Vive-se no Brasil uma crise sanitária, política e humanitária sem precedentes. A pandemia do novo coronavírus expressa, entre outros aspectos, a dramaticidade da questão social, como aprofundamento da concentração de renda e das desigualdades consequentes, dizem os pesquisadores. “No mundo do trabalho registram-se perdas de direitos e retrocessos de conquistas históricas da classe trabalhadora, como aposentadorias e previdência pública, bem como ampliou o número de acidentes e doenças ocupacionais.”
Retornaram, com mais força, antigos e novos modos de exploração do trabalho por meio da intensificação da jornada laboral, precarização do trabalho e desemprego estrutural, traços marcantes das estratégias de dominação da classe trabalhadora, acrescentam os autores.
“Soma-se a esse cenário desalentador governos conservadores de ultradireita e anticiência que atuam na direção do aumento dos privilégios de classe. Nada exatamente novo, pois tratam-se de estratégias que acentuam as formas de exploração e opressão de raça e gênero, o que contribui para a triste expansão da violência, fome e declínio na qualidade das condições de vida e de saúde da classe trabalhadora”, criticam eles. Por outro lado, eles dizem que trabalhadores(as) desenvolvem novos modos de ação e estratégias criativas, individuais e coletivas, para driblar as adversidades do trabalho e se contrapor às ofensivas do capital.

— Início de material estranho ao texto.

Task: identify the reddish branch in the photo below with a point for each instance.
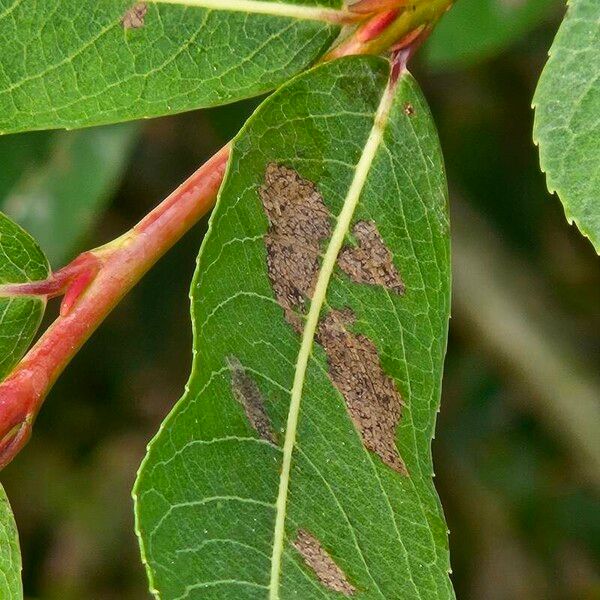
(95, 282)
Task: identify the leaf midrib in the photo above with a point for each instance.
(277, 9)
(336, 242)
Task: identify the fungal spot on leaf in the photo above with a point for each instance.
(324, 567)
(371, 397)
(134, 17)
(370, 262)
(298, 222)
(248, 395)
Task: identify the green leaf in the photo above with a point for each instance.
(72, 63)
(59, 183)
(10, 555)
(567, 127)
(21, 260)
(475, 30)
(336, 397)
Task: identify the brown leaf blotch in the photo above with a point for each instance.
(134, 17)
(371, 396)
(371, 261)
(324, 567)
(298, 222)
(248, 395)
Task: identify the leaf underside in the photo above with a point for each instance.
(21, 260)
(74, 63)
(10, 555)
(567, 123)
(362, 517)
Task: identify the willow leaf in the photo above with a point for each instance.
(21, 260)
(11, 587)
(72, 63)
(567, 127)
(298, 463)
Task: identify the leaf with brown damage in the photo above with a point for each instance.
(135, 16)
(248, 395)
(326, 272)
(324, 567)
(371, 261)
(371, 396)
(299, 222)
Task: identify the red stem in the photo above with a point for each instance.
(96, 283)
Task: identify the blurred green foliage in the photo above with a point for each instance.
(524, 519)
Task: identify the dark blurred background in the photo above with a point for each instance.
(517, 449)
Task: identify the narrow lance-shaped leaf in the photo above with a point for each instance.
(567, 123)
(298, 463)
(72, 63)
(11, 587)
(21, 261)
(475, 30)
(60, 191)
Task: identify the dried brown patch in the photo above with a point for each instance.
(370, 262)
(298, 222)
(134, 17)
(373, 402)
(248, 395)
(324, 567)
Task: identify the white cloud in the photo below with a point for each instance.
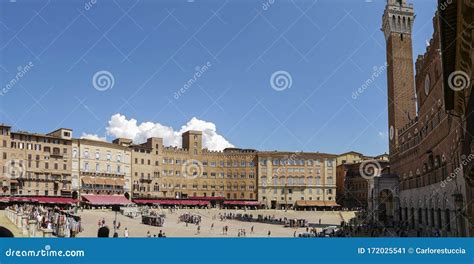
(382, 135)
(120, 126)
(93, 137)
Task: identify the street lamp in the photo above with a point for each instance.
(459, 205)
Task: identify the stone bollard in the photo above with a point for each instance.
(24, 229)
(32, 228)
(18, 220)
(47, 232)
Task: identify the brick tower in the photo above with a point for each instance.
(397, 25)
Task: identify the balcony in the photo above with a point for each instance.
(146, 180)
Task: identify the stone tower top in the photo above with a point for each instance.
(397, 18)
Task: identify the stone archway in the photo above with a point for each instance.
(387, 206)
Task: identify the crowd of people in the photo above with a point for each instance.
(63, 223)
(189, 218)
(265, 219)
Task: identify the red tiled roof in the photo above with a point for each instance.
(106, 199)
(41, 200)
(173, 202)
(250, 203)
(207, 198)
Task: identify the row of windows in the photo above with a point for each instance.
(108, 155)
(40, 139)
(282, 191)
(204, 186)
(282, 198)
(242, 175)
(297, 180)
(108, 168)
(293, 162)
(18, 165)
(37, 147)
(206, 163)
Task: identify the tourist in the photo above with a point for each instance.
(103, 232)
(4, 232)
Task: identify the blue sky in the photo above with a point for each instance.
(152, 49)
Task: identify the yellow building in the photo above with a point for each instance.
(301, 179)
(100, 167)
(36, 164)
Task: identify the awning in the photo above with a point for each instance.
(310, 203)
(99, 181)
(87, 180)
(109, 182)
(332, 204)
(55, 200)
(105, 199)
(42, 200)
(242, 203)
(119, 182)
(173, 202)
(207, 198)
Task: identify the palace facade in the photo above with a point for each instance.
(58, 165)
(425, 145)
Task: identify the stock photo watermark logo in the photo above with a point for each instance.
(21, 72)
(192, 169)
(281, 80)
(369, 169)
(458, 81)
(47, 251)
(376, 71)
(288, 159)
(444, 4)
(103, 81)
(267, 4)
(89, 4)
(457, 171)
(199, 72)
(14, 169)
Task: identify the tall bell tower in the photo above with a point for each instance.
(397, 24)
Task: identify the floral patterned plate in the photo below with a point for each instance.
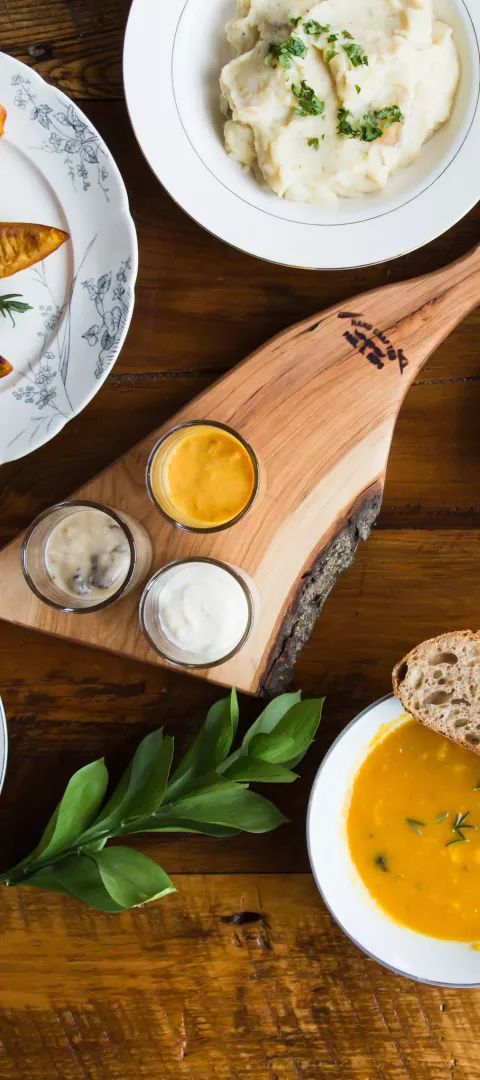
(65, 328)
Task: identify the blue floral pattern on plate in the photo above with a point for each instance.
(81, 298)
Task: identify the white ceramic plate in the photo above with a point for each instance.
(402, 950)
(3, 745)
(172, 59)
(55, 170)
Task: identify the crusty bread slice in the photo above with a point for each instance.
(438, 683)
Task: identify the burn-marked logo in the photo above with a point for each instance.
(365, 343)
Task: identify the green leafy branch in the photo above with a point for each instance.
(10, 302)
(208, 792)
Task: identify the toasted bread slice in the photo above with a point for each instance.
(438, 683)
(23, 244)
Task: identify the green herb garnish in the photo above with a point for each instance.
(370, 126)
(461, 821)
(415, 825)
(382, 862)
(208, 792)
(10, 304)
(309, 105)
(356, 55)
(285, 52)
(312, 27)
(458, 827)
(458, 839)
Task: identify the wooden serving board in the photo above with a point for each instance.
(318, 404)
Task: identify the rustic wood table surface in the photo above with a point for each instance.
(175, 989)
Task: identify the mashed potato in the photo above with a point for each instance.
(332, 99)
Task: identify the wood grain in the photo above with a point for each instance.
(312, 1006)
(318, 404)
(276, 998)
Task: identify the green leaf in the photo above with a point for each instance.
(210, 747)
(228, 805)
(130, 877)
(143, 785)
(183, 825)
(292, 737)
(271, 715)
(82, 799)
(76, 876)
(254, 770)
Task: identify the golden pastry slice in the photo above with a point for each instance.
(23, 244)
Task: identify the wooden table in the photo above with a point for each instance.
(176, 989)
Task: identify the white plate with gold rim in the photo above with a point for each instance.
(403, 950)
(55, 170)
(172, 93)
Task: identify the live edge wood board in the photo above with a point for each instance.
(318, 404)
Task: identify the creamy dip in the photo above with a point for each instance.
(202, 610)
(331, 99)
(88, 554)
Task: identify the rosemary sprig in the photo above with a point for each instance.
(460, 824)
(10, 302)
(415, 825)
(457, 839)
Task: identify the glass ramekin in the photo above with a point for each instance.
(164, 445)
(158, 638)
(32, 557)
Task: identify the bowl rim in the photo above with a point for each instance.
(351, 937)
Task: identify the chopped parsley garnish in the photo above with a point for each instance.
(371, 125)
(356, 54)
(331, 54)
(312, 27)
(309, 105)
(284, 52)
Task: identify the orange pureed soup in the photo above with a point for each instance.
(414, 832)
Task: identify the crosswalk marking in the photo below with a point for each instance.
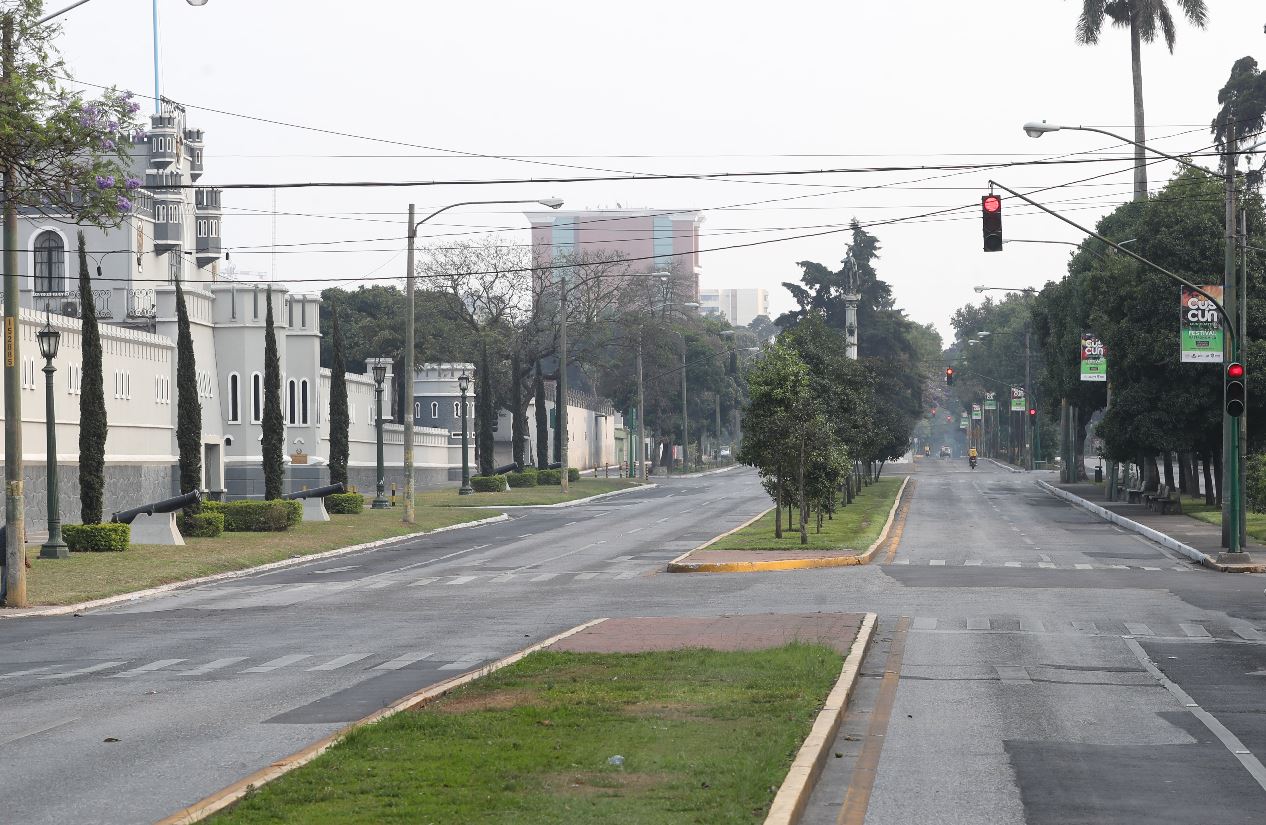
(403, 661)
(277, 663)
(333, 664)
(147, 668)
(213, 666)
(82, 671)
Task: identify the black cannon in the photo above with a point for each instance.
(166, 505)
(317, 492)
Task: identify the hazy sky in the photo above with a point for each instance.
(664, 86)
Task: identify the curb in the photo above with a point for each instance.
(224, 797)
(1148, 533)
(681, 566)
(794, 792)
(61, 610)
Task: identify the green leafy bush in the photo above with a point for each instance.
(344, 502)
(522, 480)
(96, 538)
(261, 516)
(488, 483)
(203, 525)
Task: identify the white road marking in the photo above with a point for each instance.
(146, 668)
(277, 663)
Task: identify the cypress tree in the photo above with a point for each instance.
(189, 409)
(93, 421)
(274, 424)
(542, 420)
(338, 416)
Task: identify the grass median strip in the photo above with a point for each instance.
(704, 737)
(853, 527)
(86, 576)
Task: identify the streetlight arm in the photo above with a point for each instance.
(1226, 318)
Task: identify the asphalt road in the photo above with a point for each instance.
(1014, 634)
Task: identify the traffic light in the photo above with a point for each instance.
(991, 213)
(1237, 396)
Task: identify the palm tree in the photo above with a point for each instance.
(1143, 18)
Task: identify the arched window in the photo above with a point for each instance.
(50, 262)
(256, 399)
(234, 409)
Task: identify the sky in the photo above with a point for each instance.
(460, 93)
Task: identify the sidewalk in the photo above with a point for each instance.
(1183, 532)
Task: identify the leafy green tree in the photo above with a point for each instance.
(1145, 19)
(339, 419)
(274, 424)
(93, 416)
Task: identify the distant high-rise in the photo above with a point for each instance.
(738, 306)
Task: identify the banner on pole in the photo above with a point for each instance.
(1200, 325)
(1094, 358)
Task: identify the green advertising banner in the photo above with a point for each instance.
(1094, 358)
(1200, 325)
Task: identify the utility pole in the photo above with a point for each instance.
(409, 335)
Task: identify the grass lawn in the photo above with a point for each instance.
(855, 527)
(707, 737)
(86, 576)
(519, 496)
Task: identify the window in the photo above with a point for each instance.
(50, 262)
(233, 399)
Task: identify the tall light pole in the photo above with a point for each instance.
(380, 373)
(463, 384)
(410, 330)
(48, 339)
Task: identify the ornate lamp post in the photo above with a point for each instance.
(55, 547)
(463, 384)
(380, 373)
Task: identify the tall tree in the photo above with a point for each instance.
(189, 409)
(338, 416)
(274, 423)
(1143, 18)
(93, 419)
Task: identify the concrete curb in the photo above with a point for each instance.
(61, 610)
(794, 792)
(1148, 533)
(681, 566)
(224, 797)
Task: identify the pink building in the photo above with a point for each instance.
(648, 239)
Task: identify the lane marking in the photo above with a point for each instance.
(1256, 769)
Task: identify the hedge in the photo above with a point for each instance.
(96, 538)
(203, 525)
(344, 502)
(488, 483)
(522, 480)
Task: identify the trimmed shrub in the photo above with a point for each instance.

No que tange, especificamente à relação trabalho, saúde e ambiente, compreende-se que o trabalho está associado, permanentemente, à produção de danos à saúde, podendo causar doenças, reduzir a vida profissional e levar à morte do trabalhador quando realizado em condições ambientais inadequadas, de acordo com o editorial. “Todos os processos de trabalho envolvem situações de risco, que atuam direta ou indiretamente de diferentes formas, como fisiológicas, psicológicas e emocionais, sobre o(a) trabalhador(a). Importa considerar, ainda, que no plano estrutural as condições ambientais são modificadas de acordo com os interesses e conveniência de reprodução do capital, gerando impactos à saúde e aumento de vulnerabilidades humanas e sociais.” Nessa perspectiva, não existe desastre verdadeiramente natural, considerando que natureza, vida e ação humana estão metabolicamente interligados, reprovam os estudiosos.
Confiram os artigos dos pesquisadores da ENSP.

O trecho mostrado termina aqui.